National property values declined 0.2% in June, with the median property now sitting at $806,512.
The June fall brought the three-month decline to 0.8% and left values 0.9% down year-on-year. Property values now stand 17.5% below their peak, representing a drop of $170,875 per property, or roughly 30% when inflation is factored in.
Dunedin and Christchurch both recorded gains in June, while Auckland, Wellington and Tauranga saw declines. Auckland's 0.5% drop was the steepest among main centres, with values falling $4,854 for the month. Auckland properties have now declined $323,070 from their peak.
Cotality chief property economist Kelvin Davidson linked the June decline to turmoil from the Middle East conflict and rising interest rates. "Granted, the peace deal has improved the economic outlook. But the lagged effects of previous uncertainty are pretty clear to see in June's property value figures," Davidson said.
Wellington's property market showed particular weakness, with central city values down 0.9% in June and 1.7% over the quarter.
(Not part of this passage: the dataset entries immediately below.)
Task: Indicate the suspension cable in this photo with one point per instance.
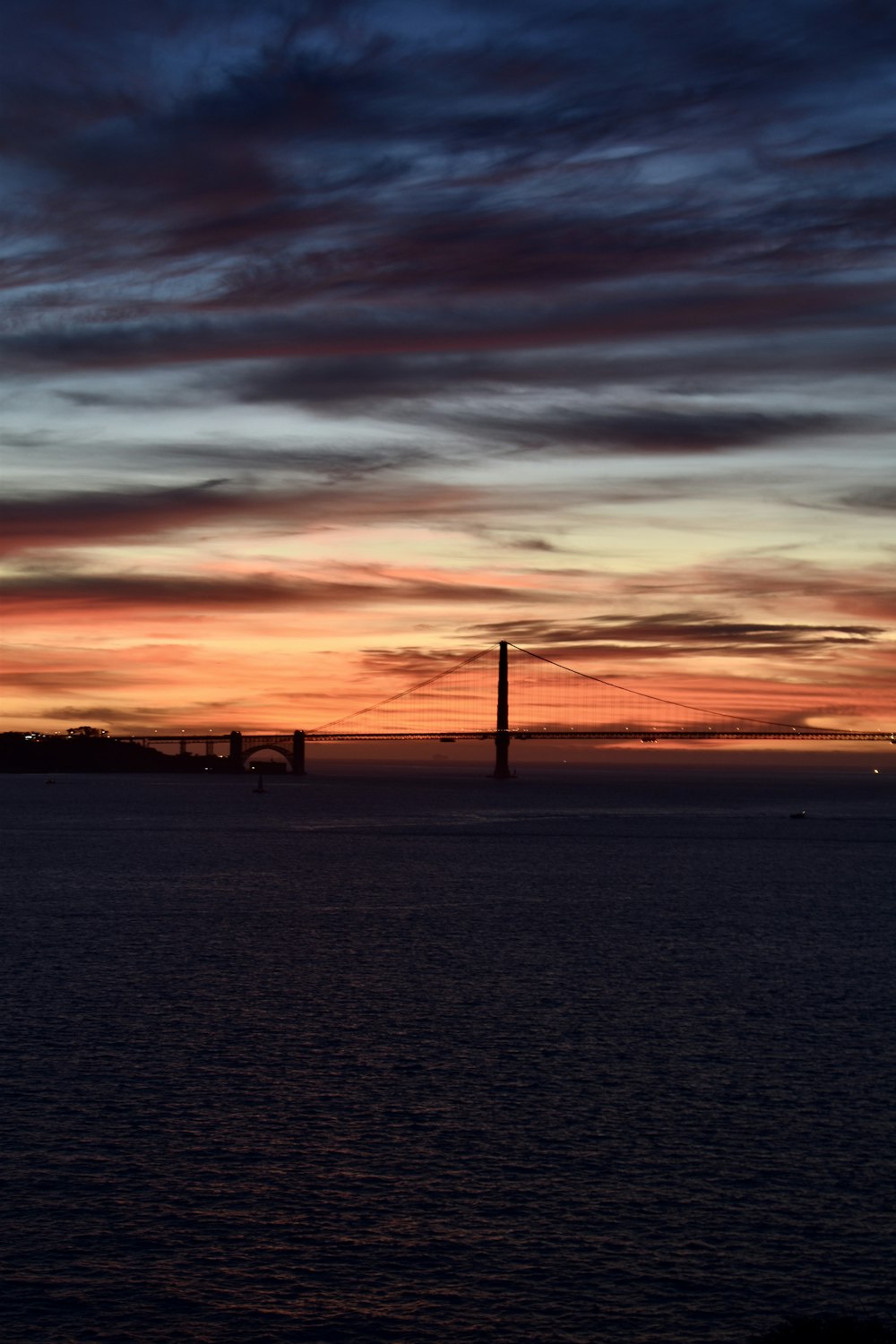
(659, 699)
(410, 690)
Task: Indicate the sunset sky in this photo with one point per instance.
(340, 339)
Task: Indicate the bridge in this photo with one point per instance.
(505, 693)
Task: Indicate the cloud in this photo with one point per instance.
(656, 430)
(77, 593)
(89, 518)
(669, 634)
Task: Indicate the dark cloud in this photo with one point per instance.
(880, 499)
(669, 633)
(654, 430)
(142, 593)
(75, 519)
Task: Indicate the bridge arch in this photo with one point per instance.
(250, 752)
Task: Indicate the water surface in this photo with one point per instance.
(437, 1058)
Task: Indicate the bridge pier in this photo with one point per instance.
(501, 757)
(298, 752)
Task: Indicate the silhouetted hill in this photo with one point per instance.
(23, 753)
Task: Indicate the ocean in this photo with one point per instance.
(418, 1055)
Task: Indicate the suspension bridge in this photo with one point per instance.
(505, 693)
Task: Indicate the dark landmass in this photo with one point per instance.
(23, 753)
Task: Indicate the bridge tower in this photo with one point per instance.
(503, 722)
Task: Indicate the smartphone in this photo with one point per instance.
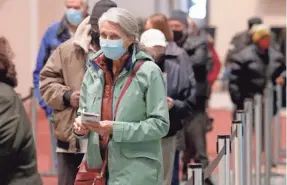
(92, 117)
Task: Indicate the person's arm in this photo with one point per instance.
(184, 106)
(42, 57)
(213, 74)
(157, 124)
(236, 78)
(52, 86)
(82, 103)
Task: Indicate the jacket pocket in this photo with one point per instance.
(141, 159)
(64, 124)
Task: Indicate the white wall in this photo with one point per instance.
(15, 26)
(230, 16)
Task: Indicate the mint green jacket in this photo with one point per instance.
(135, 154)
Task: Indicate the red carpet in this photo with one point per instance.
(222, 125)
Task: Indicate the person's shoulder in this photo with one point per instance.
(275, 54)
(7, 93)
(67, 45)
(239, 35)
(54, 26)
(150, 68)
(52, 29)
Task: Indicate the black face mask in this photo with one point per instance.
(177, 35)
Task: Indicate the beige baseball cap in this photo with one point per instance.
(153, 37)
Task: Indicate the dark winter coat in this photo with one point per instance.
(251, 70)
(18, 160)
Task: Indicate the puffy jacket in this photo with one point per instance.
(56, 34)
(201, 60)
(18, 158)
(250, 71)
(242, 40)
(62, 75)
(182, 65)
(213, 74)
(181, 89)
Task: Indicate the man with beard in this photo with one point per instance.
(60, 82)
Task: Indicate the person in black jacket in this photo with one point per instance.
(18, 159)
(252, 67)
(180, 94)
(196, 46)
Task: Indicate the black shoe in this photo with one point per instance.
(209, 125)
(184, 172)
(208, 182)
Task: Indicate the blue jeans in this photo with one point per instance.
(175, 177)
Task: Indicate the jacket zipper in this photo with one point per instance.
(113, 87)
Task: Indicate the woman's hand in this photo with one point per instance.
(103, 128)
(170, 103)
(79, 128)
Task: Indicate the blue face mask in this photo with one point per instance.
(112, 49)
(74, 16)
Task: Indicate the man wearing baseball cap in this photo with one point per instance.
(180, 94)
(60, 82)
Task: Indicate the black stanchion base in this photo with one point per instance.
(49, 174)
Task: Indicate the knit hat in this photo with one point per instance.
(100, 7)
(180, 16)
(259, 31)
(254, 20)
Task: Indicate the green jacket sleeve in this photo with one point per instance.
(157, 123)
(82, 103)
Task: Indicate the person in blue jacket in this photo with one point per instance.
(57, 33)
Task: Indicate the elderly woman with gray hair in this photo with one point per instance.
(123, 88)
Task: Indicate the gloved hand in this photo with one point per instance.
(82, 36)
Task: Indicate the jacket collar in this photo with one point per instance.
(63, 28)
(134, 56)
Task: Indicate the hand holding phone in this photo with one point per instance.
(87, 117)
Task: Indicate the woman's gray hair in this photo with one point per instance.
(123, 18)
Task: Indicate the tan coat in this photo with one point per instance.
(64, 71)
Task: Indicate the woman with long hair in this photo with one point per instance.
(18, 158)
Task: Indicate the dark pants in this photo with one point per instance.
(68, 167)
(175, 175)
(194, 133)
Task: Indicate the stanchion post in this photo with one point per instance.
(258, 136)
(248, 106)
(237, 150)
(277, 126)
(240, 116)
(268, 114)
(197, 174)
(223, 141)
(33, 108)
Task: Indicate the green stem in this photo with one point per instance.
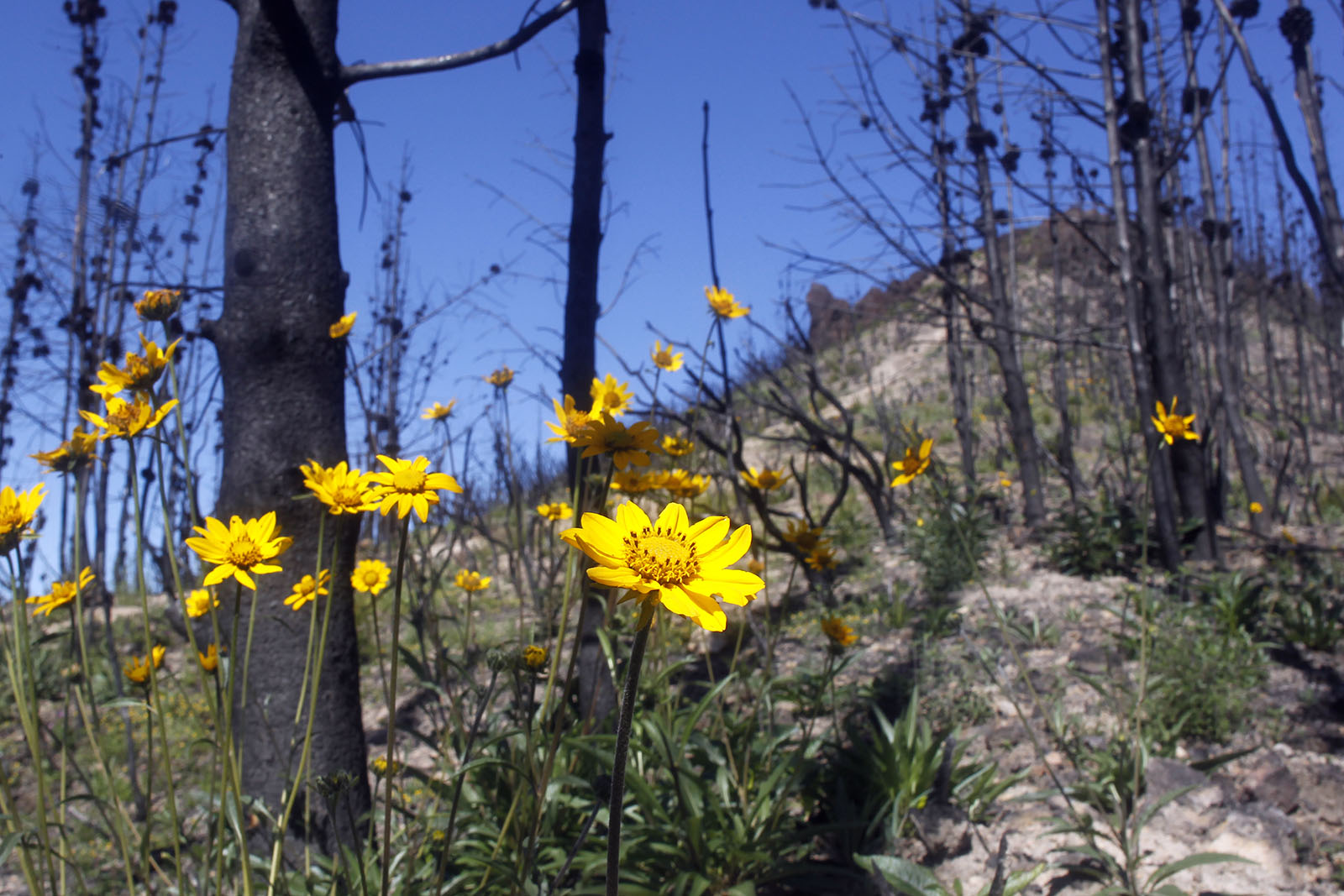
(391, 711)
(622, 746)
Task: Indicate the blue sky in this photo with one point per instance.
(488, 148)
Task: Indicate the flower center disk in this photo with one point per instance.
(242, 553)
(409, 481)
(662, 555)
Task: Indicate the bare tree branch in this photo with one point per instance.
(371, 70)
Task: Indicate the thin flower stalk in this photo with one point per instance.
(391, 707)
(155, 694)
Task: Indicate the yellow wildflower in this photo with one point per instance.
(1173, 425)
(210, 660)
(612, 396)
(765, 479)
(308, 590)
(370, 577)
(822, 558)
(437, 411)
(676, 446)
(407, 486)
(664, 358)
(569, 421)
(62, 593)
(17, 512)
(159, 304)
(672, 562)
(804, 537)
(840, 634)
(239, 550)
(627, 445)
(554, 512)
(723, 304)
(199, 602)
(139, 375)
(127, 419)
(343, 327)
(913, 464)
(472, 580)
(138, 668)
(636, 483)
(71, 456)
(342, 490)
(682, 484)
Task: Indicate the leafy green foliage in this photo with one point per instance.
(1205, 674)
(951, 546)
(1101, 537)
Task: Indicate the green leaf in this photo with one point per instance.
(1191, 862)
(907, 878)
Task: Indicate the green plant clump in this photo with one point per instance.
(1205, 676)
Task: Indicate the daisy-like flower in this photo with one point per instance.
(682, 484)
(210, 660)
(472, 580)
(62, 593)
(239, 550)
(340, 488)
(139, 375)
(343, 327)
(71, 456)
(370, 577)
(17, 512)
(409, 485)
(380, 766)
(1173, 425)
(127, 419)
(199, 602)
(636, 483)
(672, 562)
(822, 558)
(569, 421)
(664, 358)
(840, 634)
(804, 537)
(612, 396)
(723, 304)
(676, 446)
(308, 589)
(913, 464)
(764, 479)
(627, 445)
(138, 668)
(159, 304)
(501, 378)
(555, 512)
(437, 411)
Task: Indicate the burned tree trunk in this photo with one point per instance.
(284, 383)
(1005, 338)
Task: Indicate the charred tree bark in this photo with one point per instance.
(578, 367)
(1160, 479)
(1005, 340)
(1162, 329)
(284, 385)
(1218, 259)
(951, 309)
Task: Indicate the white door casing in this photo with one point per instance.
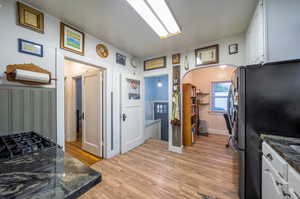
(131, 113)
(92, 106)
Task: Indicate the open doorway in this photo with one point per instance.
(157, 107)
(83, 111)
(205, 102)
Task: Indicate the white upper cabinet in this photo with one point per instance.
(255, 37)
(273, 34)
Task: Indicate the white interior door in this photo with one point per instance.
(92, 97)
(131, 113)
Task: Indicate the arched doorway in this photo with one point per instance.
(205, 92)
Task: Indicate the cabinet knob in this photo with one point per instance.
(269, 156)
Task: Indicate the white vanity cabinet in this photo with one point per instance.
(273, 186)
(274, 174)
(279, 179)
(294, 183)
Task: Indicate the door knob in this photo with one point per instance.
(124, 116)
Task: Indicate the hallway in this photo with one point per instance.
(151, 171)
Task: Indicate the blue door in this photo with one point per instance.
(161, 111)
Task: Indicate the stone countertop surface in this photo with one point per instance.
(49, 174)
(282, 146)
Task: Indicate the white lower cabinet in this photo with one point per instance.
(275, 185)
(294, 183)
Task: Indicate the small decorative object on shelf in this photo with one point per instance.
(176, 59)
(134, 62)
(207, 55)
(71, 39)
(190, 114)
(30, 18)
(186, 63)
(233, 49)
(30, 48)
(155, 63)
(121, 59)
(102, 50)
(29, 74)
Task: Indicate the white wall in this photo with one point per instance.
(238, 59)
(53, 61)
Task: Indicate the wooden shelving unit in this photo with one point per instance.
(203, 100)
(190, 114)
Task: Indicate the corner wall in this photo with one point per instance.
(236, 59)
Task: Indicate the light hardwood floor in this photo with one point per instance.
(151, 171)
(74, 149)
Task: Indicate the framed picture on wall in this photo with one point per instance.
(233, 49)
(30, 18)
(30, 48)
(176, 59)
(155, 63)
(207, 55)
(71, 39)
(121, 59)
(134, 89)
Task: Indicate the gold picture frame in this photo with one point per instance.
(71, 39)
(30, 18)
(207, 55)
(155, 63)
(176, 58)
(102, 51)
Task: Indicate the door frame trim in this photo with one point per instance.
(104, 98)
(167, 73)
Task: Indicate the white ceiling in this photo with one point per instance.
(115, 22)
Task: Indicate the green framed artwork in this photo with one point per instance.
(71, 39)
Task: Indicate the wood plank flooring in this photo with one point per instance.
(75, 150)
(151, 171)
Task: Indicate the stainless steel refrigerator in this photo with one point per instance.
(267, 100)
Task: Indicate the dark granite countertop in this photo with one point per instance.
(49, 174)
(282, 146)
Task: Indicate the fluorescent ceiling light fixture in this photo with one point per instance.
(159, 84)
(163, 12)
(146, 13)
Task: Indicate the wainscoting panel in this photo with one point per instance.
(28, 109)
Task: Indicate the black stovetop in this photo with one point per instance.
(18, 145)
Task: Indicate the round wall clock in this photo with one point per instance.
(102, 50)
(134, 62)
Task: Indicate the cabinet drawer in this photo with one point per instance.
(294, 182)
(273, 186)
(276, 161)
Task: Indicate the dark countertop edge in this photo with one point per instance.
(281, 154)
(85, 188)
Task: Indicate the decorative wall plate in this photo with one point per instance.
(134, 62)
(102, 50)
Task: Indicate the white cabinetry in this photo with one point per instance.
(273, 186)
(294, 183)
(282, 19)
(273, 34)
(255, 38)
(279, 180)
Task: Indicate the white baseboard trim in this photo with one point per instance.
(218, 131)
(175, 149)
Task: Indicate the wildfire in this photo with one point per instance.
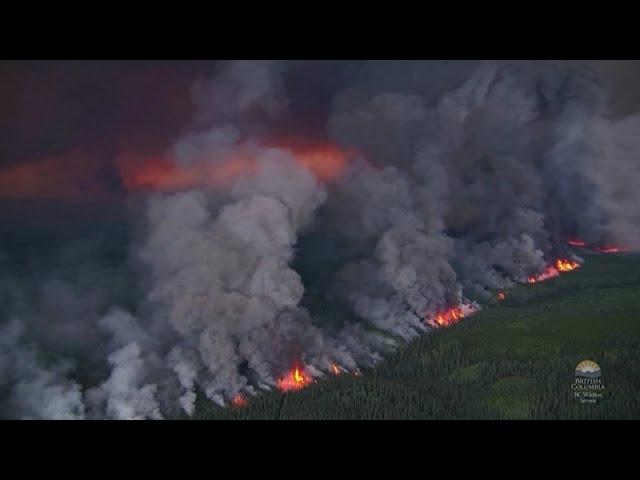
(561, 265)
(576, 242)
(610, 249)
(325, 161)
(239, 401)
(448, 317)
(296, 379)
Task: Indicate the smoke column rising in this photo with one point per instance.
(455, 179)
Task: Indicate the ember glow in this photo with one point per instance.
(610, 249)
(239, 401)
(326, 162)
(561, 265)
(296, 379)
(448, 317)
(575, 242)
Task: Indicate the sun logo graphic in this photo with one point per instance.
(587, 385)
(588, 369)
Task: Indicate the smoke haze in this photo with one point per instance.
(305, 213)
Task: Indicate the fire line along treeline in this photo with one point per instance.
(270, 258)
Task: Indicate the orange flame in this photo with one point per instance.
(296, 379)
(448, 317)
(561, 265)
(239, 401)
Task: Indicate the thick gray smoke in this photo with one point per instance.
(467, 177)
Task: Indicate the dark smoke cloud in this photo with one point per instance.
(468, 177)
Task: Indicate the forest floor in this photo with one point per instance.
(512, 360)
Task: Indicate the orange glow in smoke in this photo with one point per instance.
(448, 317)
(561, 265)
(576, 242)
(326, 162)
(239, 401)
(610, 249)
(296, 379)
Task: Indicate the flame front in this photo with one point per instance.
(239, 401)
(296, 379)
(561, 265)
(448, 317)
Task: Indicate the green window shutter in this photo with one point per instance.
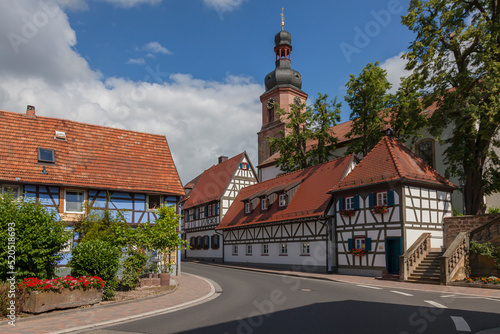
(368, 244)
(390, 197)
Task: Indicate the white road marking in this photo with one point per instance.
(371, 287)
(435, 304)
(460, 324)
(403, 293)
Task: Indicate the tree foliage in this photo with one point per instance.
(307, 140)
(34, 237)
(368, 99)
(163, 235)
(457, 54)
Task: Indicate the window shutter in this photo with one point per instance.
(368, 244)
(356, 202)
(390, 197)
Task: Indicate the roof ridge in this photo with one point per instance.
(18, 114)
(393, 156)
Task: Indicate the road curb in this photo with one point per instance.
(304, 275)
(214, 288)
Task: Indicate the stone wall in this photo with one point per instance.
(455, 225)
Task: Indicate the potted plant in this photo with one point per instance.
(60, 293)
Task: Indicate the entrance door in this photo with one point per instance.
(393, 251)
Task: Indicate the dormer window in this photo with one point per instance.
(248, 207)
(282, 200)
(264, 204)
(46, 155)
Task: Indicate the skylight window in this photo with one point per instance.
(46, 155)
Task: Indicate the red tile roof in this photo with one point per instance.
(212, 183)
(390, 160)
(310, 200)
(92, 156)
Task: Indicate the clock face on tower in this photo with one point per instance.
(270, 103)
(297, 101)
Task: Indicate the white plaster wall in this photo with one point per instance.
(317, 256)
(204, 253)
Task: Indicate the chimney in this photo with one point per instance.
(30, 111)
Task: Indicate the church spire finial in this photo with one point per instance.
(282, 18)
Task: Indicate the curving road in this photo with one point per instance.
(254, 302)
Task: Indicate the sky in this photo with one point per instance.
(191, 70)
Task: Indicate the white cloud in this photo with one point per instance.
(132, 3)
(224, 5)
(201, 119)
(136, 61)
(395, 67)
(156, 47)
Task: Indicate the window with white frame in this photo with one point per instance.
(12, 190)
(359, 243)
(248, 207)
(282, 200)
(74, 200)
(153, 202)
(283, 249)
(349, 203)
(264, 204)
(381, 198)
(305, 248)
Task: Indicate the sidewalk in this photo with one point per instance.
(372, 281)
(191, 290)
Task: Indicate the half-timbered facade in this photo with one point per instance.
(282, 221)
(384, 205)
(209, 197)
(68, 166)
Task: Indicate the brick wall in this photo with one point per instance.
(455, 225)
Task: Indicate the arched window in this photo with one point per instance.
(425, 150)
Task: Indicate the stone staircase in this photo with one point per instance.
(429, 270)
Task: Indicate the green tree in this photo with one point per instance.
(307, 140)
(406, 117)
(368, 99)
(324, 116)
(163, 235)
(457, 53)
(34, 237)
(292, 144)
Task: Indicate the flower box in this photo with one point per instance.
(44, 301)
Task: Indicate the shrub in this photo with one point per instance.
(97, 258)
(33, 235)
(133, 267)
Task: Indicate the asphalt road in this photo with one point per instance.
(254, 302)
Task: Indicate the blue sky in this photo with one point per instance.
(191, 70)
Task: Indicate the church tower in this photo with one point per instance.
(283, 86)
Davidson said the approaching election was emerging as a market factor, with the capital's heavy reliance on public sector employment making it especially vulnerable. "Sellers may continue to have a difficult time as the year progresses," he said.
BNZ chief economist Mike Jones characterised the market as stuck in stasis for three years, with national prices flatlining since autumn 2023. Jones forecast no movement this year and a 4.5% rise next year.
Squirrel founder John Bolton said a recovery could take until 2031 to reach 2021 peak prices, and that figure would still represent a 20% real-terms decline once inflation was accounted for.